Luego, con un taxi contratado, la recogen para dejarla en la clase de inglés, donde permanece hasta la hora de salida de uno de los padres que la busca para volver de nuevo a casa, pero antes es necesario comprar algo en el supermercado para la cena, con esto evitan tener que salir otra vez.

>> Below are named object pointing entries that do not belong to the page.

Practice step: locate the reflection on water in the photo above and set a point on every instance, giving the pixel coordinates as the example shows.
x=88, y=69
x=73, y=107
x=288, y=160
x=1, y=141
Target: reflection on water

Ya son más o menos las 7:00 p.m. cuando nuevamente vuelve a casa, pero tiene pendiente las tareas del colegio que incluye un trabajo que hay que salir a imprimir; pero hay que cenar, descansar y compartir con los demás miembros de la familia. Resulta que para esto último ya no hay tiempo ni fuerzas, por tanto es hora de dormir y hay que acostarse.

Me imagino que leyendo estas líneas terminarán agotados, pero he querido describir un día cualquiera de una jovencita de apenas 14 años, la cual, su madre, con las mejores intenciones, pretende prepararla para un buen futuro. Sé que son muchos los padres que se van a identificar con este ejemplo, ya que esto se ha convertido en el modo de vida de muchas familias nuestras.

Trato de hacer énfasis en este tipo de situación, no solo por lo normal que es hoy en día, sino por las consecuencias psicológicas y físicas que produce en la familia y especialmente en la joven del ejemplo. Estoy segura, que como esto se ha vuelto tan cotidiano, son pocos los padres que se han detenido a evaluar hasta dónde ese deseo de relleno o preparación está trayendo como consecuencia serios problemas conductuales, específicamente altos niveles de estrés emocional y, por ende, trastornos de tipo orgánico.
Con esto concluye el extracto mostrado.